A large part of the referrals centers around a meeting between Trump Jr., Kushner and a Kremlin-linked lawyer at the Trump Tower. Trump Jr. initially claimed the meeting revolved around adoptions, but emails later showed the meeting was agreed to after learning the lawyer had “official documents and information” which would incriminate Clinton.

Gates corroborated the latter claims, testifying that Trump Jr. said at a campaign meeting he had a tip about “negative information about the Clinton Foundation.”

A lawyer for Trump Jr. denied allegations that the president’s son lied in his testimony.

“We are fully confident in the testimony and information provided by Donald J. Trump, Jr.,” Alan Futerfas told the Los Angeles Times.

Criminal referrals for Bannon, Clovis and Prince were issued to Mueller three months after his report on Russian collusion was released.

According to the Los Angeles Times, the Senate Intelligence Committee believed Prince lied about his communications with Russian hedge fund manager Rick Gerson. He and Bannon gave contradicting testimony about the conversations Prince had with Gerson, leading the committee to suspect Prince was working to create a secret backchannel between Russia and the Trump administration.

The news of last year’s referrals came the same week that the committee released its final report on its bipartisan investigation into Russian interference in the 2016 election.

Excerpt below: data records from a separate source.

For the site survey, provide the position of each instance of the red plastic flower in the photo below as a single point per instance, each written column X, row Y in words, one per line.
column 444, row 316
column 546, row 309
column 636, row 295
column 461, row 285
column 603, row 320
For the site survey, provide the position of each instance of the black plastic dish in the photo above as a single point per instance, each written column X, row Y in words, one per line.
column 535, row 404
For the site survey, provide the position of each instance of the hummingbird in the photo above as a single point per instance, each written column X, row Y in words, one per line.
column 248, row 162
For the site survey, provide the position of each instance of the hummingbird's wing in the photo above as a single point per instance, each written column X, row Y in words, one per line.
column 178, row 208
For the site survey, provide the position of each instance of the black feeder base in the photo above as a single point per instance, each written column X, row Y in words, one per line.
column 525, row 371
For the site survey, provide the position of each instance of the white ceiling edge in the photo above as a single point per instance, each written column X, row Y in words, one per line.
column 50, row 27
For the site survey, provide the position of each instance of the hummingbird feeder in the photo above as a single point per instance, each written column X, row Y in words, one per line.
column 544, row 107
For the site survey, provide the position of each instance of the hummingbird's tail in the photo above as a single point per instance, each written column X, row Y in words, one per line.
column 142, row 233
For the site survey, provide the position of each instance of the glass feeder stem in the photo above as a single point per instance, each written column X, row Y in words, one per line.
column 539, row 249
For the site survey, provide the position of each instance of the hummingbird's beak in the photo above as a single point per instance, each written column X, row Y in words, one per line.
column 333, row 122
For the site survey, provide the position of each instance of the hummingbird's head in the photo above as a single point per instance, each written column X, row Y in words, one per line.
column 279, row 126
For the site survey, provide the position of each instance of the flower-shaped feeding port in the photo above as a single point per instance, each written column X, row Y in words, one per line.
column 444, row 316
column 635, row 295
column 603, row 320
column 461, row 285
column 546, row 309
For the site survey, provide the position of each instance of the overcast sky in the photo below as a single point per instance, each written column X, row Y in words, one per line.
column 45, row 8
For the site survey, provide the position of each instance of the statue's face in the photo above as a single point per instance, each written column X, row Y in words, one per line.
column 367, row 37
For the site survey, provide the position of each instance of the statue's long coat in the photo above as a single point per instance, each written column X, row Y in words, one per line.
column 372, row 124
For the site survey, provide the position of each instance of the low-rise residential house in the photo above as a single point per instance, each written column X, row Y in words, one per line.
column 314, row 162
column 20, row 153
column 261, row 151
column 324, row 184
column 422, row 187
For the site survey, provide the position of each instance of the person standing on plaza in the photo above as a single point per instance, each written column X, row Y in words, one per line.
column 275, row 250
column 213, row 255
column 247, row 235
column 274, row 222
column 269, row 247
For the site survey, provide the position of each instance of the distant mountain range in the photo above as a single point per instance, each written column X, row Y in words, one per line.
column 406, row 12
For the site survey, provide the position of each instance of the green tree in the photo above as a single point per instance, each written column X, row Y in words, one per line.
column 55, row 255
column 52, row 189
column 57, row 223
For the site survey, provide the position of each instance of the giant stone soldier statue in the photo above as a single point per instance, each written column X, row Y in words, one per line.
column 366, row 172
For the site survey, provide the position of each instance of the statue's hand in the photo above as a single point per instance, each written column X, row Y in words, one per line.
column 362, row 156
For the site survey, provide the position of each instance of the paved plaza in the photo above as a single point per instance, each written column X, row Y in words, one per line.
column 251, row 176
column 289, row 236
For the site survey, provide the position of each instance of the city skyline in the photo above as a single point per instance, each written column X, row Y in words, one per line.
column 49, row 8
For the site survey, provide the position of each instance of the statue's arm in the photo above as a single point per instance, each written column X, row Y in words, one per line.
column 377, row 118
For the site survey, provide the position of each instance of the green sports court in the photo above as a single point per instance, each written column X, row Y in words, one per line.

The Senate Intelligence Committee report, released Tuesday, among other assertions concluded that former Trump campaign chairman Paul Manafort collaborated with a “Russian intelligence officer,” who may have worked to hack Clinton’s campaign.

Democrats on the committee asserted their findings amounted to evidence of collusion between the Trump campaign and Russia, whereas Rubio expressed that it only showed evidence of Russian meddling.

“The committee obtained some information suggesting that the Russian intelligence officer, with whom Manafort had a longstanding relationship, may have been connected to the G.R.U.’s hack-and-leak operation targeting the 2016 U.S. election,” the Democrats wrote. “This is what collusion looks like.”

After the report’s release, Rubio said in a statement that “the committee found absolutely no evidence that then-candidate Trump or his campaign colluded with the Russian government” but did find “irrefutable evidence of Russian meddling.”